Archiviato il “Family Day,” ora c’è bisogno di “riuscire ad entrare nelle istituzioni,” lì dove si fanno le leggi e dove la famiglia è davvero sotto attacco. Simone Pillon, avvocato, esperto di diritto di famiglia, anima del Family Day dello scorso 20 giugno, delinea in una intervista a Matchman-News quali sono i passaggi successivi alla grande manifestazione di piazza San Giovanni. Spiega: “Non dobbiamo fare l’errore post-Family Day del 2007, quando, terminata la manifestazione, siamo tornati a casa a risultato raggiunto.” Si deve piuttosto continuare la campagna di sensibilizzazione, spiegare alle persone la “bugia dell’ideologia di genere”, e riuscire infine ad entrare nelle istituzioni, l’obiettivo più difficile perché sono luoghi molto chiusi.

“Parlavo al Parlamento Europeo qualche tempo fa di diritto di famiglia, e sottolineavo che la famiglia è quella che si compone del matrimonio tra uomo e donna. Fui un po’ criticato, mi fu fatto notare che la famiglia nella migliore delle possibilità non esiste, e se esiste è una identità liquida, tutta da definire… Questo dimostra che nelle stanze del Parlamento Europeo, luoghi molto esclusivi, è difficile far penetrare idee difformi dalle idee di base. Il gender è ormai entrato come ideologia condivisa.”

Ma perché tutto questo accanimento in favore del gender? I dati popolari dimostrano che le persone vanno in tutt’altra direzione: in Slovacchia si è difesa la famiglia tradizionale, in Slovenia è accaduto lo stesso, persino in Austria le persone hanno votato in favore della famiglia composta da uomo e donna…

L’ideologia del genere viene da una elaborazione filosofica costruita a tavolino in alcune università del Nord America e poi trasfusa nelle conferenze internazionali dell’ONU, una elaborazione che poi ricade nelle legislazioni nazionali. Dal mio punto di vista, le persone sono convinte dall’ideologia del gender: a furia di incontrarla, a furia di studiarla, questa ideologia conquista le persone. Il vero problema è aiutare le persone a capire che questa ideologia è falsa. Un dibattito molto difficile, dal momento che questa ideologia è diventata un moloch intoccabile, e chi prova a contrastarla viene attaccato.

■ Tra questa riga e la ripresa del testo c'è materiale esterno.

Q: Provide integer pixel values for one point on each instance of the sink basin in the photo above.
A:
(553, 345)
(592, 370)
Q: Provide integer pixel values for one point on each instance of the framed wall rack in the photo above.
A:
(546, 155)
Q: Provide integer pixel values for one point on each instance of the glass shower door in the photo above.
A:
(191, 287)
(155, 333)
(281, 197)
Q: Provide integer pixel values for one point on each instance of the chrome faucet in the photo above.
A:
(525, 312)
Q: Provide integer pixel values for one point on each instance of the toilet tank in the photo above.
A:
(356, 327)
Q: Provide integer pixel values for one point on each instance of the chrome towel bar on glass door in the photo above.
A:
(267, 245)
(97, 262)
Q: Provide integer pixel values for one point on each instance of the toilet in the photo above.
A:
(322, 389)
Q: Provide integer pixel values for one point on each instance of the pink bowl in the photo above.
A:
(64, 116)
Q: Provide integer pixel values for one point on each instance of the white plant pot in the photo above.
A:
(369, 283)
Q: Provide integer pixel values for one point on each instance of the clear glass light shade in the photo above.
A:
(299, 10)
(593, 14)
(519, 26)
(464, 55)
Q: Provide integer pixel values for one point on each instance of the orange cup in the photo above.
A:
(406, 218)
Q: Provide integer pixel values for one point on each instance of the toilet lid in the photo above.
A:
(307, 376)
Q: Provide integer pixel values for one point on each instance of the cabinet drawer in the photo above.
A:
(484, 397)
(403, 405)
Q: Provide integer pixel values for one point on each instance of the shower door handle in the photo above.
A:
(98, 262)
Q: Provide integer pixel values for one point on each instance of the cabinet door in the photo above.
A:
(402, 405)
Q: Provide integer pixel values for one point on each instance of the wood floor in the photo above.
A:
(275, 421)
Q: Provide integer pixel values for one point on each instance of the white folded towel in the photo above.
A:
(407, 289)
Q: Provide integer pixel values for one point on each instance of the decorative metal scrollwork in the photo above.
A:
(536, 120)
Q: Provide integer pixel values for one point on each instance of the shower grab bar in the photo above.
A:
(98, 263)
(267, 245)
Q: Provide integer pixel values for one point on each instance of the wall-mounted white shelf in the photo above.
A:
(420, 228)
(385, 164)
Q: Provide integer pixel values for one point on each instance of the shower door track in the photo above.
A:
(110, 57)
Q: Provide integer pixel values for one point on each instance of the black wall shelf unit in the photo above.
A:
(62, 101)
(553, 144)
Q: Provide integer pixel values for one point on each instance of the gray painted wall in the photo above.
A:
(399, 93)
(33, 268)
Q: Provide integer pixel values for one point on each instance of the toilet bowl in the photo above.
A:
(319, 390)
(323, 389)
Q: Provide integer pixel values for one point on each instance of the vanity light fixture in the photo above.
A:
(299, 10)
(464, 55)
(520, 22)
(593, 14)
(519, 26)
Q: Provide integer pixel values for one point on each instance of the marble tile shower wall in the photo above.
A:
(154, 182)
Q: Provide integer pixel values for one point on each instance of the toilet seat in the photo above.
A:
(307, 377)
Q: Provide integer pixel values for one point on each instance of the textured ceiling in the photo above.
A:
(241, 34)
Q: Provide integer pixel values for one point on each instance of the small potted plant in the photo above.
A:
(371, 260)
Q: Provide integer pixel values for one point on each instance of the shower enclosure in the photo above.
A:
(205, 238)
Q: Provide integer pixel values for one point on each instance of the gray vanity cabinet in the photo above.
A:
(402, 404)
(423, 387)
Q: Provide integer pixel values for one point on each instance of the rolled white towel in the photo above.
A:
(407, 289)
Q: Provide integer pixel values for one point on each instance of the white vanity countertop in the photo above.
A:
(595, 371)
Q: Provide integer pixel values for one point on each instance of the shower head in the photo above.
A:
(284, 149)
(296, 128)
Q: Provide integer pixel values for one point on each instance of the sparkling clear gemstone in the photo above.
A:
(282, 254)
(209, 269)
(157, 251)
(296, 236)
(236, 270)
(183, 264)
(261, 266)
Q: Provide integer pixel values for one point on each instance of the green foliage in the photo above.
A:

Come si può spiegare che questa ideologia è una bugia?

Un dato significativo riguarda la violenza contro le donne. Questo è uno dei presupposti dell’ideologia gender. In pratica, viene sottolineato che dobbiamo superare, decostruire lo stereotipo di maschio dominante e donna sottomessa, arrivare a una eguaglianza tra i generi perché così questa violenza non abbia più luogo. Eppure, un dato del 2014 sottolinea che la violenza contro le donne è più diffusa dove l’ideologia del gender è più diffusa, vale a dire nei Paesi scandinavi e del Nord Europa, come Svezia, Norvegia e Danimarca. Dove invece questa ideologia non è diffusa, i tassi di violenza contro le donne crollano. Questo è uno dei mille esempi che potremmo fare per dimostrare come questa ideologia sia contraria alla realtà.

Il Family Day del 2007 rappresentò un grande successo, ma le leggi sulle unioni civili sono ricomparse oggi. Davvero serve manifestare, se poi il processo politico va avanti da sé?

Di fronte a un moloch come l’ideologia del gender, l’unica soluzione è quella di mostrare che dal basso le persone non accettano questa ideologia, che la pensano diversamente. E qualche risposta a livello politico l’abbiamo avuta. Per esempio, il governo Renzi si è rimesso alla Commissione Giustizia, mostrando di non volersi assumere la responsabilità di legiferare in questo ambito. Un emendamento presentato dalla stessa Cirinnà per ammorbidire la definizione di unioni civili è stato rigettato dal presidente della Commissione Giustizia Nitto Palma, che ha voluto si andasse al voto sul testo non emendato… sono segnali che dimostrano come il mondo politico non può ignorare la manifestazione del 20 giugno.

Come va avanti il vostro lavoro?

Stiamo facendo una grande opera di sensibilizzazione, parlando persona per persona. Abbiamo già calendarizzato riunioni del comitato, teniamo alto il livello di attenzione mediatica. Il lavoro si fa su due livelli. Il primo è quello ‘popolare’, che ha riempito piazza San Giovanni. Tutte quelle persone sono venute perché sono stati fatti migliaia di incontri sul territorio. Questa cosa deve continuare. Il secondo livello è quello istituzionale, in un dialogo serrato con la politica. La piazza del Family Day segnala solo l’inizio di un marcamento stretto, di grande attenzione alle leggi, ai testi, agli emendamenti da proporre.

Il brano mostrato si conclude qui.